Friday, March 29, 2013

The Cinema File #147: "All Superheroes Must Die (aka Vs.)" Review


You know, I'm a sucker for superheroes. Despite what you may think based on my reviews for the two highest grossing superhero movies of 2012, it actually takes a lot for me to outright dislike one. As hit and miss as the last fifteen or so years of the comic book movie renaissance have been, I still have to consider it a net positive, if only because it has shifted the realm of possibility to allow for movies like All Superheroes Must Die to exist. A movie this esoteric, a superhero horror thriller not based on any established franchise or character (that I know of), would never have been made twenty years ago, and while it has its flaws, my appreciation for the effort and the care taken with it is illustrative of a true labor of comic book love, and I found it to be highly enjoyable.




All Superheroes Must Die, also known as Vs., finds a group of twenty something superheroes formerly part of a team until an implied bitter breakup, waking up in a town filled with innocent victims strapped to explosives, their powers gone, forced to go through a series of deadly games designed by their greatest enemy to test their morality and ultimately kill them. Right away I like how the movie throws you right into the action, only gaining more background through dialogue and in a few scant flashbacks, and everything from how these characters relate to one another to what powers they used to have is revealed in a blink and you'll miss it fashion that assumes you are paying attention. Characters are established as they face hardships and showcase who they are, and nothing is spoonfed to us or beaten over our heads.

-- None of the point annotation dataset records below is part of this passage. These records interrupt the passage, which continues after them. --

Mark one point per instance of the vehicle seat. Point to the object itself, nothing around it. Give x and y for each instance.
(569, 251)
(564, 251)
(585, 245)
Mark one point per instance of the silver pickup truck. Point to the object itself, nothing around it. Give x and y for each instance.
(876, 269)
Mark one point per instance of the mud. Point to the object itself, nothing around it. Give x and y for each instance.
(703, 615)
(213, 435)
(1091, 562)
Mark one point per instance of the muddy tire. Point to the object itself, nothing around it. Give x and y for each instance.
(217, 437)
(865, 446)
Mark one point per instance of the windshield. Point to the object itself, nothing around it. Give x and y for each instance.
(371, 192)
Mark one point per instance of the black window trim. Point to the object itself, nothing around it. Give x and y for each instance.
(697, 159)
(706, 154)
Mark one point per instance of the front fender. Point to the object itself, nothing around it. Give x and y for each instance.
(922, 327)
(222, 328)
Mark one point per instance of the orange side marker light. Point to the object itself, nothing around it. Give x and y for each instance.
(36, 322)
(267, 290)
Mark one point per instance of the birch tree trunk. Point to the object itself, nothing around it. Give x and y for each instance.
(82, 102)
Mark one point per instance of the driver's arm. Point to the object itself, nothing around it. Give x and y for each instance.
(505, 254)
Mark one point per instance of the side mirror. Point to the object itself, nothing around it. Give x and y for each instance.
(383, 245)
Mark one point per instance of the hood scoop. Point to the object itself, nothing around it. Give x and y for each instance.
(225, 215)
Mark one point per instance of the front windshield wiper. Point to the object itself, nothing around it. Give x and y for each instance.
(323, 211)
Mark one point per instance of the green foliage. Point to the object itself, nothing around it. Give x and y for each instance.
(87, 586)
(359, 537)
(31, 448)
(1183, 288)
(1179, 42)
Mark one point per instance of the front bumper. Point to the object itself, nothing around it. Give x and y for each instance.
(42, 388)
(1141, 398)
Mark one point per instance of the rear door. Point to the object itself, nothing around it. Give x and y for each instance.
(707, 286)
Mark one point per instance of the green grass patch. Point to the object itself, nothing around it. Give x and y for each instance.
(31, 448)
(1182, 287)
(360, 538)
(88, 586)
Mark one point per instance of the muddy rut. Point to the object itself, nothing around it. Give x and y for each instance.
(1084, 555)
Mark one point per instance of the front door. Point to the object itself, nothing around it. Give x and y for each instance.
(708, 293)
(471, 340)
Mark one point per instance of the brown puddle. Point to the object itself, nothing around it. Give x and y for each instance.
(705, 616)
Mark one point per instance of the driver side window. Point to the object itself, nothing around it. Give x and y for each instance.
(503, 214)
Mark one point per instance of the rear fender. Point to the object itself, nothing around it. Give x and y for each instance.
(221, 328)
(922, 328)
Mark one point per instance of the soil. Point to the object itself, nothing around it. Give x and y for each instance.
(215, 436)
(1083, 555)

The limitations of the budget result in a strange but ultimately effective sort of proto-punk 60's Adam West Batman feel, with very simple costumes that look like they were homemade (because they most likely were), which enriches the story as we learn how and why these people became superheroes in the first place. The only actor I recognized among the heroes was the kid who played Havoc in X-Men: First Class, here playing a similarly rough around the edges character called Cutthroat, and while the cast of relative unknowns aren't always necessarily the best actors, they all get a moment or two to shine and any less than stellar performances are made up for with the better ones. Jason Trost, who also wrote and directed the film, plays the team's de facto leader Charge, and his stalwart good guy brought to the breaking point is surprisingly effective in a way that sneaks up on you, and its certainly a major highlight.


James Remar from Dexter plays the villain, a seemingly crippled supervillain named Rickshaw who appears mostly via video camera set ups to inform his victims of the rules he's devised for each game. He definitely chews the scenery quite a bit and his take on the character might be too over the top for some, but especially in the context of a comic book sensibility, I thought it worked. Rickshaw comes off as a kooky Silver Age villain who probably never caused too much trouble, complete with an askew bowtie, until one day he apparently just lost it and decided to stop playing around with the people who keep putting him in jail. Driven homicidally insane by his constant failure, he maintains the goofy accoutrements of a C-List bad guy like henchmen dressed in bear suits, but shows no mercy as he makes his enemies helplessly watch him destroy innocent life and put them in danger at every turn.


One thing I found a bit distracting was the ages of the characters. This is a story that seems to be more appropriate for an older group of heroes coming out of retirement rather then a group just out of the teen sidekick age range. Their history never seems as rich as it could be because of this, and where they would be grizzled and resolute if they were older, sometimes our main heroes come off as annoyingly snotty or naive. The movie appears to recognize this at one point by going out of its way to address their youthful appearances, implying that they are older than they look because their powers keep them young, but this didn't really make it better. There's enough to the movie that it never outright feels like a bunch of nerdy cosplayers, but there are moments that come close, only because I find it hard to believe just on a physical level that these people are superheroes.


I can't help but forgive the film's flaws knowing the restrictions surrounding the production. Evidently the movie was made for $20,000 in only two months, and just the fact that they were able to make it look this good and come up with anything written this well in that time frame and budget is astonishing. I wouldn't go so far as to call it a masterpiece or one of the best superhero movies I've ever seen, but it does what it sets out to do very well, marrying two genres that I would not have considered compatible before seeing the final product. Its at times grim, maudlin, hopeful, and kickass, and easily exceeded my expectations. Definitely check it out if you get the chance.